Areas Where Some Have Gone Astray

  1. Going beyond what is reasonable transition pay to retirement or future employment
  2. Severance multiples that go beyond 1×–2× pay
  3. Pay definition based on highest bonus
  4. Lack of caps, particularly where annual bonus is major component of total pay (e.g., financial services sector)
  5. Severance pay for remainder of an employment contract term
  6. High severance pay for very short-service executives
  7. High severance pay for poor performance/failure
  8. Vague standards for "good reason" and "for cause" termination provisions
  9. Accelerated vesting on SERPs or long-term incentives (beyond that provided in equity incentive award agreement or plan document)
  10. Getting little in exchange for severance provided (should consider no-compete, non-solicitation provisions, etc.)

Action Items

  1. Conduct periodic/detailed review of existing severance policies vs. market best practices, including full board review on CEO severance protections, resulting in reasonable limits/protections
  2. Limit one-off negotiations of exit packages, where severance policy serves as the floor value provided to executive
  3. Ensure board has full understanding of potential costs and benefits provided (tally sheets).

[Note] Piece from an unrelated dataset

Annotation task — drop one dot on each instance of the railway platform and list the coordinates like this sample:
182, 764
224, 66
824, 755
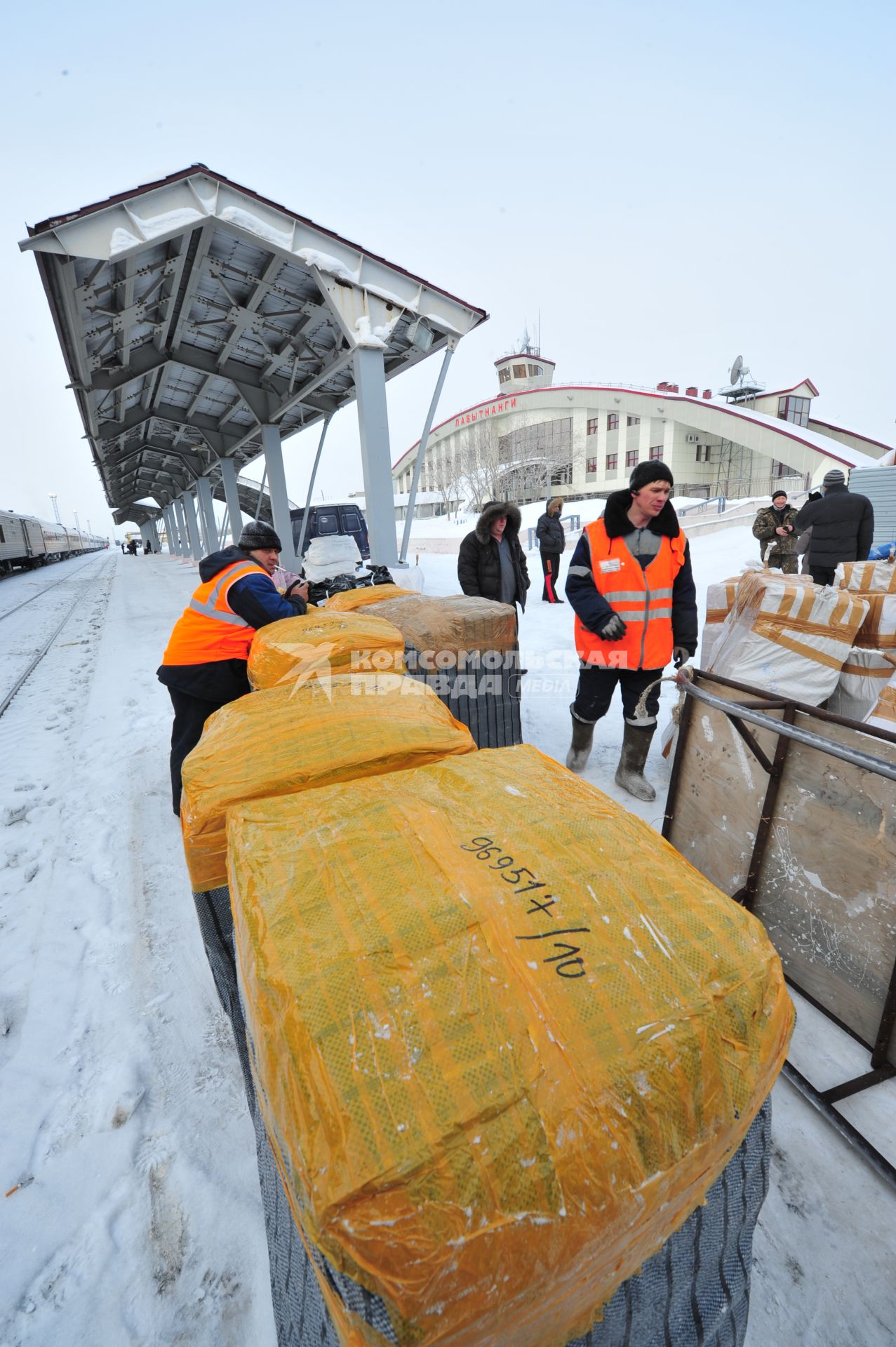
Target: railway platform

Compensation committee should review severance policies during a period where no terminations are in process.
  4. Expert/independent advice where contracts are negotiated or severance policies are reviewed
  5. Review appropriateness of non-compete/non-solicitation provisions

Change-in-Control Severance Protections

Areas Where Some Have Gone Astray

  1. Multiples in excess of 3× cash severance for the top tier*
  2. Too many individuals in each tier (especially at the top), resulting in high overall cost as a percent of transaction value
  3. Inclusion of long-term incentive grant values in severance multiples
  4. Single trigger contracts and, to a lesser extent, modified single trigger (13th month) contracts
  5. Loosely defined "good reason" definitions that create "de facto" single triggers
  6. Accelerated vesting of all equity incentives, either on deal announcement or even where grants are converted into NewCo, which eliminates existing retention aspects of program
  7. Inefficient excise tax gross-up provisions*
  8. Full reimbursement of legal fees without the need to win on one substantive issue
  9. Lack of any restrictive covenant (non-compete, non-solicitation, etc.)

Action Items

  1. Review designs that don’t use double trigger approach
  2. Periodically review participation rates and severance levels vs. current marketplace practices
  3. No accelerated vesting if awards are converted into NewCo (but be aware of existing contractual obligations)
  4. No accelerated vesting if awards are converted into NewCo (but be aware of existing contractual obligations)
  5. Tightened good reason provisions; don’t include vague changes such as titles or reporting relationships
  6. Conduct detailed costing of existing CIC protections on a periodic basis (every 3 years) to appraise board of potential costs/exposure (tally sheets)
  7. Consider modified gross-up provisions*
  8. Ensure quid-pro-quo for benefit provided; e.g., inclusion of non-competition provisions
  9. Expect new SEC proxy disclosure rules on CIC protections (covering all major design elements)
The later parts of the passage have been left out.